CHDS monitors participants by annual linkage to the California Department of Motor Vehicles, the California Department of Vital Statistics and the California Cancer Registry.

The current analysis focused on 18,751 offspring, of whom 1,008 were diagnosed with cancer over 730,817 person-years of follow-up. About 1.0% (234) of offspring were exposed in utero to the medication, which was most commonly indicated for threatened abortion (41.0%). The first injection occurred at a mean of 12 weeks gestation and women received a mean of 2.4 injections, with the majority of offspring (165 of 234) exposed during the first trimester.

Among exposed offspring, 23 were diagnosed with cancer, including two in children and 21 in adults. Cancer types included melanoma, lymphoma, leukemia, polycythemia vera, colon and rectum, prostate, brain, breast, thyroid, oral cavity, lung and pleura, cervix, uterus, kidney, and testis.

Overall, offspring exposed in utero had an increased risk of any cancer (aHR, 1.99) compared to offspring not exposed. For those exposed in the first trimester (aHR, 2.57), the risk increase was greater.
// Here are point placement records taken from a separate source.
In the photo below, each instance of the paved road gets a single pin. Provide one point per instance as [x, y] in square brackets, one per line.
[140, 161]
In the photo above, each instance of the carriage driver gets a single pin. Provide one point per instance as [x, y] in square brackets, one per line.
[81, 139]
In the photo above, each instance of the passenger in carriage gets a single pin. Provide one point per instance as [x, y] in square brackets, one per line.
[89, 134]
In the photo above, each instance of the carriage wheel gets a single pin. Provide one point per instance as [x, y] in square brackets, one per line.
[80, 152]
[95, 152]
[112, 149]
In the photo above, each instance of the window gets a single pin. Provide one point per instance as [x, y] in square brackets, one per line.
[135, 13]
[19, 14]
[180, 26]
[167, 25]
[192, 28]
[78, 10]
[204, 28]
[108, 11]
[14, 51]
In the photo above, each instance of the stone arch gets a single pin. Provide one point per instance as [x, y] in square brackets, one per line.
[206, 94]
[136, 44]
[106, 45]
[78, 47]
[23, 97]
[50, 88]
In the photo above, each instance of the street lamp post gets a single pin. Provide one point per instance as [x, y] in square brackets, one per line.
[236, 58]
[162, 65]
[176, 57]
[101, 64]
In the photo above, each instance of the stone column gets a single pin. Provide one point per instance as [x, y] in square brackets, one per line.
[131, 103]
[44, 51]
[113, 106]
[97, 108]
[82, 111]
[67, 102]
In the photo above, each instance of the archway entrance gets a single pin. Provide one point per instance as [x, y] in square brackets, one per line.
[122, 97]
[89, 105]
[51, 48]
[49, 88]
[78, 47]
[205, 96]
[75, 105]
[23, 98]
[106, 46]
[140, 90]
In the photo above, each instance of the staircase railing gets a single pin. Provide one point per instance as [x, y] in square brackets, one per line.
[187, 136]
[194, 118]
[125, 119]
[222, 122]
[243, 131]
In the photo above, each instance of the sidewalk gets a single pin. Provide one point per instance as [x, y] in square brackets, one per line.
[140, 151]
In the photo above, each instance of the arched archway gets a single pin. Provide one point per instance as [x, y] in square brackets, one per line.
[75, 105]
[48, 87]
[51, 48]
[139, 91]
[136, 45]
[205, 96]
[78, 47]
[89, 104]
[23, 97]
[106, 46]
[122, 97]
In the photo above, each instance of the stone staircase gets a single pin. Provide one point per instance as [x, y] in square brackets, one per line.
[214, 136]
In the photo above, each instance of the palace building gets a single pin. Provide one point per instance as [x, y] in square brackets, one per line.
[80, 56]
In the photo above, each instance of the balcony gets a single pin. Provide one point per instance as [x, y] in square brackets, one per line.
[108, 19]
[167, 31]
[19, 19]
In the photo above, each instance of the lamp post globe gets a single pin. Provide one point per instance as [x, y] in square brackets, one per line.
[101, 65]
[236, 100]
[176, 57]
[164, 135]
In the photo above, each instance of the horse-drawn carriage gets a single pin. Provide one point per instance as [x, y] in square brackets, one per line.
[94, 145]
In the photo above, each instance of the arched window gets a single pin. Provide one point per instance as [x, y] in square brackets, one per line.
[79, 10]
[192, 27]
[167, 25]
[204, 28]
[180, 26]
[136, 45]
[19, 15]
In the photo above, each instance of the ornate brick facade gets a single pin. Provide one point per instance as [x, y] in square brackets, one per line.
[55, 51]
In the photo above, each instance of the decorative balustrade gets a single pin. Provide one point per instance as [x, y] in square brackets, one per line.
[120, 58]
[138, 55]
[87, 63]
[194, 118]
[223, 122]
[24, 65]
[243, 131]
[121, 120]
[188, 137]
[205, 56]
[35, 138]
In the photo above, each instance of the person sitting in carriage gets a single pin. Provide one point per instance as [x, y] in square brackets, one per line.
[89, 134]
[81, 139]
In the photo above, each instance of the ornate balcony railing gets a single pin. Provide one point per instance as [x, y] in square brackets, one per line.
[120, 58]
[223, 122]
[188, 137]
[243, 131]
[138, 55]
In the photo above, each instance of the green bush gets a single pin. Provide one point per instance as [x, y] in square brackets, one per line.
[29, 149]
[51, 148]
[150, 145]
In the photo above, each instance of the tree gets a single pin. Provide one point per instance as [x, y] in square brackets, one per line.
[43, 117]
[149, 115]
Offspring of women who received one to two injections (aHR 1.80) had lower risk than those whose mothers received three or more injections (aHR 3.07).

The new findings are "basically in line with a lot of things we know about compounds that have hormonal properties," said Dr. Emanuela Taioli, director of the Institute for Translational Epidemiology and associate director of the Cancer Center at Mount Sinai in New York City, who wasn't involved in the study.

These drugs have been associated with harm to the fetus, including the risk for chronic diseases, malformation and cancer, Dr. Taioli said. "But this has never been shown for this product," she added.

The drug is used differently now than it was when data for this study were collected, Dr. Taioli said. "Now it's used later in pregnancy when many of the processes of embryogenesis have completed," she said. "So, the effects may be different from what the paper shows."

The authors suggest that exposure to a synthetic progesterone might have a different effect because the synthetic version degrades differently from natural progesterone, Dr. Taioli said.

"It's interesting that brain tumors were shown to be increased," Dr. Taioli said. "There is not an immediate connection between increases in brain cancer and hormones. This model might help scientists study brain cancers. This is suggesting hormones as a risk factor for brain cancer."